Trotz staatlicher Preiskontrollen gibt es, wie die von der Mission durchgeführten unabhängigen Marktumfragen zeigen, seit August eine Hyperinflation. Die Preise der meisten Grundnahrungsmittel stiegen um 1000% oder mehr So kostet zum Beispiel heute das Kilo Mehl fünf bis sechs Dinar (und wird anscheinend noch immer teurer); der Preis für ein Kilo Reis stieg auf sechs Dinar, für ein Kilo Zucker auf fünf Dinar, für ein Kilo Linsen auf vier und für Vollmilch auf zehn Dinar. Im Gegensatz zu dieser Hyperinflation sind viele Einkünfte entfallen. Zahlreiche Angestellte erhalten keine Löhne mehr, das Banksystem wurde großenteils stillgelegt, und Geldauszahlungen sind auf 100 Dinar im Monat beschränkt. Der monatliche Mindestlohn betrug 54 Dinar und das durchschnittliche Monatsgehalt eines Beamten 70 Dinar. Kurz, die meisten Familien kommen nicht in den Genuß angemessener Rationen oder verfügen nicht über die Kaufkraft, um einen üblichen Mindeststandard halten zu können.
18. Die Mission empfiehlt, daß unter diesen Bedingungen der gegenwärtigen extremen Notlage und angesichts der düsteren Aussichten die Sanktionen im Hinblick auf Nahrungsmittellieferungen sofort aufgehoben werden sollten, ebenso die Sanktionen in bezug auf den Import von landwirtschaftlichem Gerät und landwirtschaftlichen Gütern. Die sofortige Lieferung von Waren zur Absicherung der Grundversorgung besonders gefährdeter Gruppen wird dringend empfohlen, ebenso die Bereitstellung größerer Mengen der folgenden Grundnahrungsmittel für die gesamte Bevölkerung: Milch, Weizenmehl, Reis, Zucker, Pflanzenöl und Tee. Diese Nahumgsmittel werden benötigt, um den allgemeinen Mindestbedarf bis zur nächsten Ernte zu decken. Zur Sicherstellung der Ernte ist die sofortige Einfuhr von Düngemitteln, Pestiziden, Ersatzteilen, Tiermedizin, Landwirtschaftsmaschinen und -gerät etc. unerläßlich. Die Mission war in der Lage, einen Großteil dieses Bedarfs zu quantifizieren.
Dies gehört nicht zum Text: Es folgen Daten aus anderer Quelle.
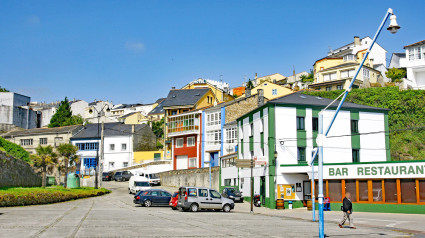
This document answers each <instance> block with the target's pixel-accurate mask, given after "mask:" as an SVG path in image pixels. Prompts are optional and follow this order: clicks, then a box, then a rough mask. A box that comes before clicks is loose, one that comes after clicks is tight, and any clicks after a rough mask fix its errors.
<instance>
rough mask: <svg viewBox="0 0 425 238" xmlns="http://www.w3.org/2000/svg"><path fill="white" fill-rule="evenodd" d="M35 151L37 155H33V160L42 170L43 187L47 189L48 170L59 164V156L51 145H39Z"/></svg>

Es scheint auch wahrscheinlich, daß bis zum Sommer Gemüse von den Märkten des Landes verschwindet, und die Einfuhr von Saatgut ist von entscheidender Bedeutung.
19. Die Mission weist darauf hin, daß ohne eine Wiederherstellung der Energieversorgung in den Bereichen landwirtschaftliche Produktion und Vertrieb die Durchführung vieler der obengenannten Empfehlungen wenig Wirkung zeitigen würde. Drastische internationale Maßnahmen quer durch das gesamte landwirtschaftliche Spektrum sind von außerordentlicher Dringlichkeit.
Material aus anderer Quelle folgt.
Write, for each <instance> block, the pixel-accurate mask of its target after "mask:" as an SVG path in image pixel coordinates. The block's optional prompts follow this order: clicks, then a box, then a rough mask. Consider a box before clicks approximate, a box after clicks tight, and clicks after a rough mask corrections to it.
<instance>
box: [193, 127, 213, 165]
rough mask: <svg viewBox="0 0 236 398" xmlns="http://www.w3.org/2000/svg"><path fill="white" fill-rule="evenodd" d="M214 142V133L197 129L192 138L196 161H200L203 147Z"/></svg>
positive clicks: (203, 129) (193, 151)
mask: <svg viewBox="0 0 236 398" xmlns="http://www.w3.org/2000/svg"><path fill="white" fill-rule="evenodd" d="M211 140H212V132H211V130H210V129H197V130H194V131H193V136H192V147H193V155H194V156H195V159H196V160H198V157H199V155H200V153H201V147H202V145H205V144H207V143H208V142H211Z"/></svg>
C. Wasser, Hygiene und Gesundheit
20. Was das Wasser betrifft, so erhielt Bagdad vor Beginn der Krise 450 Liter pro Person aus sieben Wasseraufbereitungsanlagen, die Wasser aus dem Tigris reinigten. Der Rest des Landes verfügte über ca. 200-250 Liter pro Person und Tag, gereinigt und geliefert von 238 zentralen Wasseraufbereitungsanlagen sowie von 1134 kleinen Wasserprojekten. Alle Aufbereitungsanlagen arbeiteten mit elektrischem Strom; ca. 75% verfügten über mit Dieselkraftstoff betriebene Notgeneratoren. Die Abwässer wurden in einem akzeptablen Maße geklärt, bevor sie wieder in die Flüsse eingeleitet wurden.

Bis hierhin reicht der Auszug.